Through Hannah and Clay’s dual narratives, debut author Jay Asher weaves an intricate and heartrending story of confusion and desperation that will deeply affect teen readers.
I absolutely loved Thirteen Reasons Why. I don’t even know if I can find the right words to describe the feeling I got while reading (and after reading) the book, but I’ll try.
The dual narration of the book truly brings it to life. I was able to read what Hannah was saying in her tapes, and immediately read Clay’s reaction to her words. Things she said sparked his memory, so at times two stories were being told at once (which was surprisingly easy to follow) and added dimensions to the book that helped bring it to life.

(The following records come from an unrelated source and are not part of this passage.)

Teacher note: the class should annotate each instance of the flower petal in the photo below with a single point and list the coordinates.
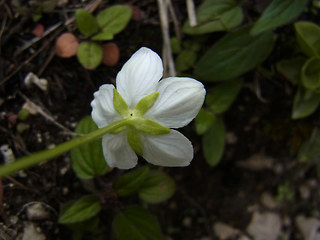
(139, 76)
(103, 112)
(170, 150)
(179, 102)
(117, 151)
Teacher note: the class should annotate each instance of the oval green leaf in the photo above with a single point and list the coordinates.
(215, 15)
(83, 209)
(130, 182)
(103, 36)
(214, 142)
(136, 224)
(223, 95)
(114, 19)
(237, 53)
(86, 23)
(88, 160)
(305, 103)
(308, 37)
(157, 187)
(310, 74)
(278, 13)
(89, 54)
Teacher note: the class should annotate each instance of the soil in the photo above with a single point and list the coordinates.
(260, 155)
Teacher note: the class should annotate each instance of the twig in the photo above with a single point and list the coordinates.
(47, 116)
(22, 186)
(175, 20)
(167, 53)
(90, 7)
(36, 39)
(191, 13)
(46, 63)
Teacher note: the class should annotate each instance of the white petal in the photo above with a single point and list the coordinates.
(103, 112)
(117, 151)
(179, 102)
(139, 76)
(170, 150)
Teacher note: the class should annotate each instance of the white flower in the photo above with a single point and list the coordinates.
(170, 103)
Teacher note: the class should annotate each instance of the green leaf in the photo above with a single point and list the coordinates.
(204, 121)
(103, 36)
(83, 209)
(134, 223)
(278, 13)
(237, 53)
(185, 60)
(223, 95)
(120, 104)
(130, 182)
(291, 69)
(310, 150)
(305, 103)
(145, 104)
(114, 19)
(308, 37)
(310, 74)
(86, 22)
(80, 228)
(215, 15)
(157, 187)
(213, 142)
(88, 161)
(89, 54)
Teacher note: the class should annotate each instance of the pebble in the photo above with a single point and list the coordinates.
(224, 231)
(265, 226)
(268, 201)
(30, 231)
(37, 211)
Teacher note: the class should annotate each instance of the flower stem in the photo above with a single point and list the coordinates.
(42, 156)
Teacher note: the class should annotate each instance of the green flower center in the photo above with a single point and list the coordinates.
(134, 120)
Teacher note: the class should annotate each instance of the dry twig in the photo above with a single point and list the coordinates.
(169, 68)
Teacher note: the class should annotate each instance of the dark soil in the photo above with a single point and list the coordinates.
(228, 193)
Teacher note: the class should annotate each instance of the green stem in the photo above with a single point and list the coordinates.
(45, 155)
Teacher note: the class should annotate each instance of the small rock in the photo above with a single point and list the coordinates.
(268, 201)
(67, 45)
(309, 227)
(187, 221)
(37, 211)
(30, 232)
(264, 226)
(224, 231)
(7, 153)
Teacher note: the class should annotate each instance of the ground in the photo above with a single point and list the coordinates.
(258, 191)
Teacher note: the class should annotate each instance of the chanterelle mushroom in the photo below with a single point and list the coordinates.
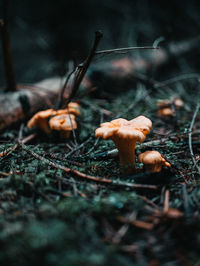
(64, 123)
(153, 161)
(40, 119)
(125, 134)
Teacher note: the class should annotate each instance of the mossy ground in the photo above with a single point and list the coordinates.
(56, 218)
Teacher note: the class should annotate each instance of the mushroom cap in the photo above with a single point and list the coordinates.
(63, 122)
(73, 108)
(42, 115)
(166, 111)
(178, 103)
(123, 129)
(152, 158)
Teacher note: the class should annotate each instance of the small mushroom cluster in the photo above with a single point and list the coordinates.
(62, 120)
(125, 134)
(167, 108)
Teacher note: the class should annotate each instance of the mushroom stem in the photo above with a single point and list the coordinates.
(44, 126)
(126, 150)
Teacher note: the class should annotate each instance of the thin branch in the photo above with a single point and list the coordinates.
(14, 147)
(83, 175)
(82, 68)
(124, 50)
(190, 137)
(11, 86)
(177, 79)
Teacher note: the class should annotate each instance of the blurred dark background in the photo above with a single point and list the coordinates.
(46, 34)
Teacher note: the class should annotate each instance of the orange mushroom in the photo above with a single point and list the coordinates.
(166, 112)
(167, 108)
(73, 108)
(64, 123)
(125, 134)
(40, 119)
(153, 161)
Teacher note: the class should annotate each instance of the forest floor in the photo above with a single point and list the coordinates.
(58, 217)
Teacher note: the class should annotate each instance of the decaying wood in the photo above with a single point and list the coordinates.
(21, 104)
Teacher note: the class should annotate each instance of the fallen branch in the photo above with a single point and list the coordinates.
(190, 137)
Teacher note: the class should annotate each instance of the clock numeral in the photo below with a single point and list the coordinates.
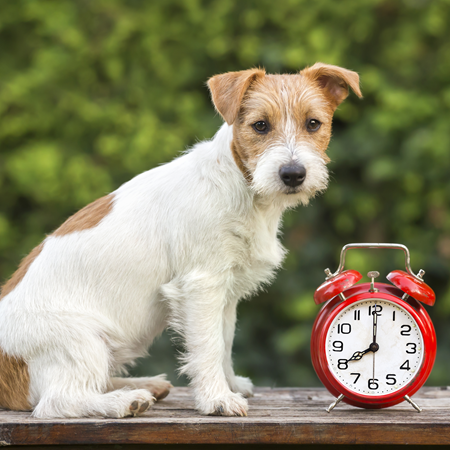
(391, 378)
(357, 377)
(413, 349)
(405, 365)
(342, 364)
(344, 328)
(376, 310)
(406, 330)
(338, 346)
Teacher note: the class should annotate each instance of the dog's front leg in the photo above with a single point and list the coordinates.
(239, 384)
(198, 302)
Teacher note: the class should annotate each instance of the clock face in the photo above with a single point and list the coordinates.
(379, 367)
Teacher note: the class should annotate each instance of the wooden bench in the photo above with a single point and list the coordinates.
(276, 416)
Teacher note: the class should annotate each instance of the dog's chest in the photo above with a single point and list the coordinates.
(256, 251)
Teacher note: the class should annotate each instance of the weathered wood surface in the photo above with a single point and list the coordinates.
(276, 416)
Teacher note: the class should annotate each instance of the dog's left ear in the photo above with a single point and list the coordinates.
(228, 90)
(334, 81)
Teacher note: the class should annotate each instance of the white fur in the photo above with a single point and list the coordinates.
(183, 243)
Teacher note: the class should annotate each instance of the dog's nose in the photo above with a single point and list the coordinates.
(293, 175)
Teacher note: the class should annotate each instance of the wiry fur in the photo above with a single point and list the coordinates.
(176, 246)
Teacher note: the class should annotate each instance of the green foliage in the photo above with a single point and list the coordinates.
(94, 92)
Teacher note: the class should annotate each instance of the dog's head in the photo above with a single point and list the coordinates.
(282, 126)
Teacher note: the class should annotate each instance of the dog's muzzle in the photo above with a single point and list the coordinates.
(293, 175)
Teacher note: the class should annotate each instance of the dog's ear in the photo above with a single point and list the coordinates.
(334, 81)
(228, 89)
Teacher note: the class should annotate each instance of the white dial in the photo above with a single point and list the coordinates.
(374, 354)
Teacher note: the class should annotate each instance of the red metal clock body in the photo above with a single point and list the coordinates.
(373, 345)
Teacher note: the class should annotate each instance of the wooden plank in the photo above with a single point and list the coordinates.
(276, 416)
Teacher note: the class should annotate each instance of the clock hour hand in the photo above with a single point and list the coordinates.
(358, 355)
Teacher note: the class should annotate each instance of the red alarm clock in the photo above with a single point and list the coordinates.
(373, 344)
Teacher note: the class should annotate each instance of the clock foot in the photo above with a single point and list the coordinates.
(413, 404)
(335, 403)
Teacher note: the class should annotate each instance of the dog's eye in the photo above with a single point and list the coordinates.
(261, 126)
(313, 124)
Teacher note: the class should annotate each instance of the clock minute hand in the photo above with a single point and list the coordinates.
(375, 315)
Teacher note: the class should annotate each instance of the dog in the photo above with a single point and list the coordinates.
(177, 246)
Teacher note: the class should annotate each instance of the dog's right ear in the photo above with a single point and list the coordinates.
(228, 89)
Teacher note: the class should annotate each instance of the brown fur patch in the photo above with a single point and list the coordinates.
(88, 217)
(14, 383)
(228, 89)
(21, 271)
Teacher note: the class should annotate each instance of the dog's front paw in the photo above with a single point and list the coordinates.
(229, 405)
(242, 385)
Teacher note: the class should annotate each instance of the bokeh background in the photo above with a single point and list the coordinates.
(94, 92)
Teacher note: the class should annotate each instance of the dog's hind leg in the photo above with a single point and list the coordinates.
(71, 380)
(158, 386)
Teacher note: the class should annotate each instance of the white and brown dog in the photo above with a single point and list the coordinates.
(176, 246)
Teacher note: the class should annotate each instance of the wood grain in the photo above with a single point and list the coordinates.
(276, 416)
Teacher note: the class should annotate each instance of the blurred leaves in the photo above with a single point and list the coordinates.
(92, 93)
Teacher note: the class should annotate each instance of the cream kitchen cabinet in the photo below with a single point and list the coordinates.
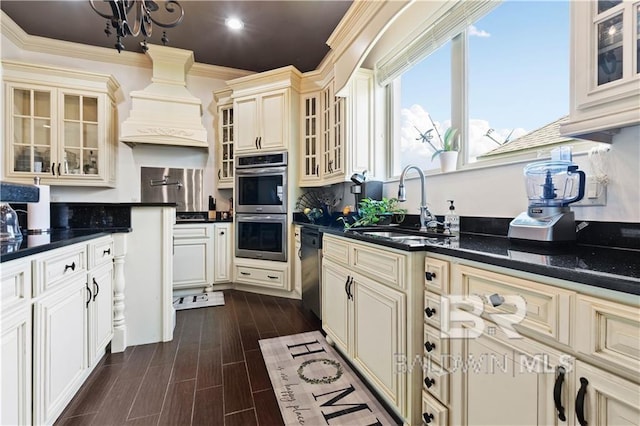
(225, 125)
(223, 254)
(337, 133)
(15, 342)
(371, 304)
(60, 334)
(60, 125)
(57, 320)
(297, 261)
(562, 338)
(605, 70)
(265, 108)
(193, 254)
(262, 122)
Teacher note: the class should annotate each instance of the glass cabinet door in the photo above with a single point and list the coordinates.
(226, 133)
(310, 149)
(80, 153)
(31, 144)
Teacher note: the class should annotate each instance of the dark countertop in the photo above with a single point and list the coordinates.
(605, 267)
(33, 244)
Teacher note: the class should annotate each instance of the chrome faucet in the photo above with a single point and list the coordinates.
(425, 214)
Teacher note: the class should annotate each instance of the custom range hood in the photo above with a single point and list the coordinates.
(165, 112)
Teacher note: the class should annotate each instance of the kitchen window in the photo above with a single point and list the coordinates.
(502, 77)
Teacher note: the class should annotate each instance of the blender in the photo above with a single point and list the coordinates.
(551, 187)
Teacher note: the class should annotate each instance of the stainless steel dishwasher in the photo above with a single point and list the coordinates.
(311, 247)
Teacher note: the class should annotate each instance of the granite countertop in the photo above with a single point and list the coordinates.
(605, 267)
(33, 244)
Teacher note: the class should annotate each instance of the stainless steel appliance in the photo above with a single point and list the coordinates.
(261, 236)
(310, 255)
(171, 185)
(261, 183)
(551, 187)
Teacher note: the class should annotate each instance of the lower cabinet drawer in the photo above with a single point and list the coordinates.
(262, 277)
(433, 413)
(100, 252)
(609, 332)
(58, 267)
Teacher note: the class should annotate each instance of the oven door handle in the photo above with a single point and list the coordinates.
(261, 171)
(261, 218)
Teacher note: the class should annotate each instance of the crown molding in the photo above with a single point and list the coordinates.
(24, 41)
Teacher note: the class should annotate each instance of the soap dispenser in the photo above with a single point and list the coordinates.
(452, 218)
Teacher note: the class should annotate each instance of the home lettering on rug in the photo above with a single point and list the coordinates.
(332, 402)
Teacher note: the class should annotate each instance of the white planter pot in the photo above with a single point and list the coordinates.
(448, 161)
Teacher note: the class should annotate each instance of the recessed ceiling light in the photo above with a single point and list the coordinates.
(234, 23)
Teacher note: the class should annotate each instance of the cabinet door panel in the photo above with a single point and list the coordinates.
(222, 253)
(609, 399)
(246, 127)
(273, 121)
(101, 311)
(60, 348)
(15, 407)
(380, 334)
(189, 263)
(335, 309)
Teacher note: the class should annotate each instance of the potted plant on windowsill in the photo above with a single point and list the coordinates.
(376, 212)
(447, 152)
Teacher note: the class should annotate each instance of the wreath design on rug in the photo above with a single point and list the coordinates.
(324, 379)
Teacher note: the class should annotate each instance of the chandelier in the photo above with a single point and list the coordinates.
(132, 17)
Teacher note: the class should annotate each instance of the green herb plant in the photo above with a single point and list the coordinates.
(371, 212)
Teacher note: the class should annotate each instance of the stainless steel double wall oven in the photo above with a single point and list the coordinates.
(261, 206)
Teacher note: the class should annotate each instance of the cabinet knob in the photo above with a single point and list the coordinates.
(429, 346)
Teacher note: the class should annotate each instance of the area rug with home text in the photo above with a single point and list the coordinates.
(314, 386)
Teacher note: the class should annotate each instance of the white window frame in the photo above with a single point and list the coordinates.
(389, 68)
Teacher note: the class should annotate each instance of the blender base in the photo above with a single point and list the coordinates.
(560, 227)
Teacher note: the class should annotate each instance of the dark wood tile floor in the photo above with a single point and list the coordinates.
(212, 373)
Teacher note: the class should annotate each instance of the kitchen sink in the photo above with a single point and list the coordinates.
(402, 236)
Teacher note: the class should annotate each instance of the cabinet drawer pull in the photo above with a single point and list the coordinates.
(88, 291)
(582, 393)
(557, 394)
(96, 288)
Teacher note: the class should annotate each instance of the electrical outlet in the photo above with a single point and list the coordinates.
(595, 193)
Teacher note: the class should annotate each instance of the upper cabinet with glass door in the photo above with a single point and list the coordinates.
(225, 138)
(605, 68)
(59, 125)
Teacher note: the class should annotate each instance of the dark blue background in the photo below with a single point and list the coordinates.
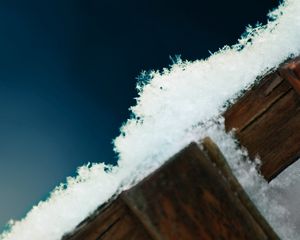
(68, 71)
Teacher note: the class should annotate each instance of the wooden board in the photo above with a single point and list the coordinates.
(192, 196)
(266, 121)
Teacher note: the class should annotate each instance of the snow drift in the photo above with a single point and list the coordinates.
(174, 107)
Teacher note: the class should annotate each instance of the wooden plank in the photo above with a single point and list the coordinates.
(266, 121)
(113, 221)
(216, 156)
(256, 102)
(188, 198)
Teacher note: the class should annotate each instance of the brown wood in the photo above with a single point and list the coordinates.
(219, 160)
(266, 121)
(291, 72)
(194, 195)
(190, 199)
(114, 221)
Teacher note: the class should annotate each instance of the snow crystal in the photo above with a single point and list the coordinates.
(174, 107)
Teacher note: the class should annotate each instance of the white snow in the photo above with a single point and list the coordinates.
(174, 107)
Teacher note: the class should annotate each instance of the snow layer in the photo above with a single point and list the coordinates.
(174, 107)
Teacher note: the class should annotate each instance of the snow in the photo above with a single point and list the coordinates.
(174, 107)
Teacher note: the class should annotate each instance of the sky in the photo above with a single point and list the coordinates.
(68, 72)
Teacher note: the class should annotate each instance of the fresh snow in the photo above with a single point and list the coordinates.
(176, 106)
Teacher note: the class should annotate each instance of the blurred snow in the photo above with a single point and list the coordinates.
(174, 107)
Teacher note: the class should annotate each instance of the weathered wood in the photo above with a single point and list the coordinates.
(266, 121)
(218, 158)
(194, 195)
(115, 221)
(291, 72)
(190, 199)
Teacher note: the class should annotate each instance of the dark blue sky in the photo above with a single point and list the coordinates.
(68, 71)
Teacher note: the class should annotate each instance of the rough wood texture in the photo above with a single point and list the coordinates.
(192, 196)
(114, 221)
(190, 199)
(267, 122)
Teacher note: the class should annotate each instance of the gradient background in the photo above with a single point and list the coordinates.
(68, 70)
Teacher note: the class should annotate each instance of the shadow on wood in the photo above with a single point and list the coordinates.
(192, 196)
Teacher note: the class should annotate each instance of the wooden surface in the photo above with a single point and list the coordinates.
(267, 122)
(188, 198)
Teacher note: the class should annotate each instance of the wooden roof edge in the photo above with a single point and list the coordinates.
(131, 198)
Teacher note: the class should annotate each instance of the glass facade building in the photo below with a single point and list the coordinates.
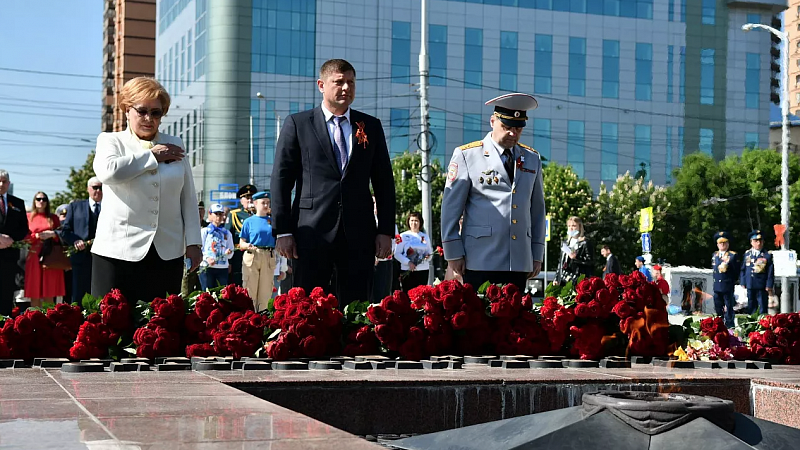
(652, 79)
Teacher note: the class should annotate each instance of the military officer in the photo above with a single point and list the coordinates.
(726, 272)
(233, 223)
(757, 274)
(496, 184)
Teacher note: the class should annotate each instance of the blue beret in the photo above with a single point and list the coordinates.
(262, 194)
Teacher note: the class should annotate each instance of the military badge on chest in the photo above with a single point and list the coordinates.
(489, 176)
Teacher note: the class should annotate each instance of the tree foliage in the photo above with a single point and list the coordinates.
(615, 219)
(76, 183)
(407, 168)
(565, 195)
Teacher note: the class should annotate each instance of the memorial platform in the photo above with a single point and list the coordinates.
(314, 409)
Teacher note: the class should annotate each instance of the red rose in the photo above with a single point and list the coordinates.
(460, 320)
(23, 325)
(493, 292)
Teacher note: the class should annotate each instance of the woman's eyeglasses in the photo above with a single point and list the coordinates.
(153, 113)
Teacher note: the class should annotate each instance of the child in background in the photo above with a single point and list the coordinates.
(217, 250)
(258, 263)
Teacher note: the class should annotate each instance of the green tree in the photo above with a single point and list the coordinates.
(407, 168)
(76, 183)
(616, 218)
(737, 194)
(565, 195)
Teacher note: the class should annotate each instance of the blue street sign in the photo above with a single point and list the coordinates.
(646, 243)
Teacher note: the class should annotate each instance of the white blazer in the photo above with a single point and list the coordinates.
(144, 202)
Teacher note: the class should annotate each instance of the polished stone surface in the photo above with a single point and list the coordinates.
(48, 409)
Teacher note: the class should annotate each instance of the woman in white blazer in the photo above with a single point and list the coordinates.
(149, 218)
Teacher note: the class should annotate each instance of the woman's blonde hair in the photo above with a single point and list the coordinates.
(140, 89)
(578, 222)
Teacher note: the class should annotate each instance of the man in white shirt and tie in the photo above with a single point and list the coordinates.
(79, 229)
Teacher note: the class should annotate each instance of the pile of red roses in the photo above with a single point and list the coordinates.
(34, 334)
(102, 330)
(642, 313)
(311, 325)
(780, 339)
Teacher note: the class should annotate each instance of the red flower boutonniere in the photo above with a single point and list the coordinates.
(361, 135)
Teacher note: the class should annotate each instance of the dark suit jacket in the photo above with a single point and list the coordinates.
(76, 227)
(324, 199)
(14, 225)
(612, 266)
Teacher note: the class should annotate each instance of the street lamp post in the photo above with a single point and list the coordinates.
(786, 305)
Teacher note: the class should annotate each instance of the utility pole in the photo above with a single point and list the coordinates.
(425, 175)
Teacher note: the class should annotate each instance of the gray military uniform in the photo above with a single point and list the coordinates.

I love how perfectly Jay Asher captured the “snowball effect” and how the most random encounters can impact people so much. Thirteen Reasons Why digs deeply into how the most thoughtless of jokes can cause serious repercussions.
Thirteen Reasons Why makes me want to be better-nicer-to everyone I know. To everyone in general. I definitely recommend reading this book if you haven’t already. It’s worth it.
I am going to give Thirteen Reasons Why five out of five hearts.